A more realistic example comes up in SingleSelectionMixin, which maintains a selectedIndex state member used to track which item in a list of items is currently selected. If the items array changes, we want to ensure that the selectedIndex state still falls with the bounds of that array.

function SingleSelectionMixin(Base) {
  return class SingleSelection extends Base {
    get defaultState() {
      const state = Object.assign(super.defaultState, {
        selectedIndex: -1,

      // Ask to be notified when state.items changes.
      result.onChange("items", (state) => {
        // Force selectedIndex state within the bounds of -1 (no selection)
        // to the length of items - 1.
        const { items, selectedIndex } = state;
        const length = items.length;
        const boundedIndex = Math.max(Math.min(selectedIndex, length - 1), -1);
        return {
          selectedIndex: boundedIndex,

      return result;

Defining a rule like this to keep an index within bounds is an important ingredient in allowing us to factor our complex components into constituent mixins. It lets one mixin or class update an aspect of state without having to know about all the secondary effects that will have.
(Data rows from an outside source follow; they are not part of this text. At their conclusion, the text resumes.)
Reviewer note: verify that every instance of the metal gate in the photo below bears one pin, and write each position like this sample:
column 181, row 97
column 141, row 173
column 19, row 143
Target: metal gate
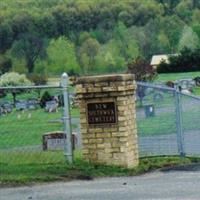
column 168, row 121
You can see this recalculation of state in action if you open a demo like the one for Carousel and invoke the debug console. If you use the debugger to remove one of the carousel’s images from the DOM, the Carousel will recalculate which item should now be selected. If the last image is selected in the carousel and you remove that image, the above code will ensure that the new last image becomes the selected one.

This isn’t just an abstract experiment. This kind of resiliency is called for in the Gold Standard Checklist for Web Components criteria for Content Changes. Such resiliency is exactly the kind of quality that custom elements will need to deliver to be as reliable and flexible as the native HTML elements. The simple recalc engine in our Elix 6.0 core makes it easier for us to deliver that level of quality.